Bozzo shook his head uncomprehendingly. “What corpse? Garibaldi?”
“Me,” Daria smiled. “You’ll wrap me in a shroud and I’ll lie on a gurney. The ambulance crew will never know.”
Bozzo’s cheeks flushed, but he could not help smiling. “What if someone follows the taxi?”
“Then we go into the clinic in Voltri and figure out how to get out and lose the tail. Maybe we call another ambulance or taxi and both hide in it. But I doubt they’ll follow you or the ambulance. They’re concerned about me and won’t imagine I’m posing as a corpse.”
“Okay,” said Bozzo skeptically, his fumbling, sweaty fingers missing keys as he used the morgue’s land line to call the ambulance rank out front. “Twelve minutes for the ambulance,” he said, cradling the phone. “The taxi will be here in eight minutes. It will have to wait.” He swallowed hard. “How do we pay for this? I mean, how do I justify it with the accounting office?”
Daria drummed her lips. “Put the ambulance on the morgue’s tab,” she suggested. “You had to take Joseph Gary to be ID’d by a very busy man named Andrew Striker, a U.S. agent who knew the deceased but could not come to the morgue.

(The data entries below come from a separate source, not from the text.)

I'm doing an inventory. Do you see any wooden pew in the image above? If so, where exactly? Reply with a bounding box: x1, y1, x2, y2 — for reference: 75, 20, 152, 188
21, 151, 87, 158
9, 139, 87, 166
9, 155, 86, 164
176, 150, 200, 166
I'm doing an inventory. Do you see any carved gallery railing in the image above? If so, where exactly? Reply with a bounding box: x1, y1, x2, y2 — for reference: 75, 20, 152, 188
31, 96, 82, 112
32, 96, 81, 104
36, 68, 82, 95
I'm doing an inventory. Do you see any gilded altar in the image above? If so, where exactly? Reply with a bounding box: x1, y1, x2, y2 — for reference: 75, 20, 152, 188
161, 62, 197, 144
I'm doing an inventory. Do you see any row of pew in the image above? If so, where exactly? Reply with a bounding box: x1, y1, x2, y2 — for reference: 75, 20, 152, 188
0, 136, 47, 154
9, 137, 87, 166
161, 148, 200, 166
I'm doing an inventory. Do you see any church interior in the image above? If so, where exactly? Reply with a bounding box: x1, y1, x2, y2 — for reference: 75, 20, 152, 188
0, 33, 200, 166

I’ll pay for the taxi with cash.” She handed him two fifty-euro bills.
While Bozzo readied the shroud and gurney, and ferreted out a driving cap and beige raincoat for a disguise, Daria drifted over to the open refrigerated drawer where the body of Joseph Gary lay, covered with a sheet. She reached out, start
ed to lift the sheet, glimpsed one stiff, bloodless arm, halted, and let the sheet fall back.

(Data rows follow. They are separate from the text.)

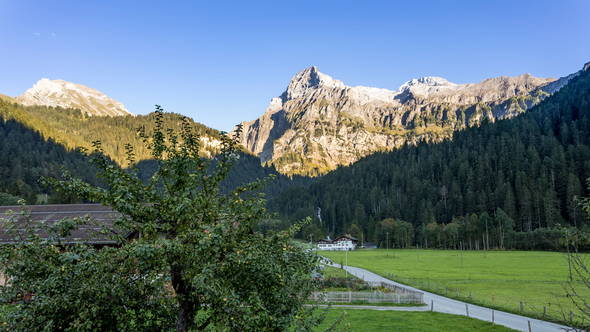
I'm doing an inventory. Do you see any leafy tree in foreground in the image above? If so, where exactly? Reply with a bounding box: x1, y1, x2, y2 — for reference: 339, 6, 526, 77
0, 106, 317, 331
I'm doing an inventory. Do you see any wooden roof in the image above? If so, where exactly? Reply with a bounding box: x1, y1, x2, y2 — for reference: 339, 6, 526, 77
0, 204, 121, 245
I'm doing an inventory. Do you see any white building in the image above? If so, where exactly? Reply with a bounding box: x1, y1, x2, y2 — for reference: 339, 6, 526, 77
317, 235, 358, 250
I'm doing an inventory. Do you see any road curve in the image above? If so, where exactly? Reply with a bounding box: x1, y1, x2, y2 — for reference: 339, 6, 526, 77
330, 264, 573, 332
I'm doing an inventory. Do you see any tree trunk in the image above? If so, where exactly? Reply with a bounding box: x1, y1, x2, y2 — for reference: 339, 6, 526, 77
170, 264, 197, 332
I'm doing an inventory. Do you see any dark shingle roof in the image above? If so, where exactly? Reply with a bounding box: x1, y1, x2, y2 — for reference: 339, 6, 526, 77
0, 204, 121, 245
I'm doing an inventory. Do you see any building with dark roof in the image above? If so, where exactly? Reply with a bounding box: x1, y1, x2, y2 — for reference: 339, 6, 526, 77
0, 204, 131, 247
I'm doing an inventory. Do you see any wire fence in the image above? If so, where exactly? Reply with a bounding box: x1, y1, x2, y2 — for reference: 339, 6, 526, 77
311, 291, 423, 304
385, 274, 584, 325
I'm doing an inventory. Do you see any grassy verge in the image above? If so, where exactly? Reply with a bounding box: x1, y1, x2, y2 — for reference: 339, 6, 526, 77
316, 309, 514, 332
320, 249, 590, 324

When Bozzo reappeared, she asked if he had found a signet ring on the cadaver’s remaining hand. “A large, gold ring,” she said, remembering what Lieutenant Morbido had told her. Bozzo shook his head and said no, there was no ring. “It must have fallen off when he was ejected from the plane,” she reasoned. “Unless someone stole it from the body.”
“You’d better lie down on the gurney now and let me cover you and strap you down, as we always do,” he said. “I assume your phone is on silent mode?” Daria nodded. Glancing down, Bozzo pointed to her shoes. “Dead bodies leaving the morgue don’t usually wear running shoes,” he added, waiting and watching her slip them off, “or socks.”
Taking off her socks and stuffing them into the shoes, she saw him staring with something like rapture at her perfectly pedicured, tanned, slender feet, the toenails freshly painted with glossy red polish, her one, secret concession to femininity. Twinkling them self-consciously, she wondered if Emilio Bozzo had a foot fetish, if he were married or had a fiancée or perhaps a boyfriend. She knew nothing about him, his sexuality, beliefs, or background. The extreme impersonality of their vocations struck her. How different were they really from nurses, doctors, monks, or nuns?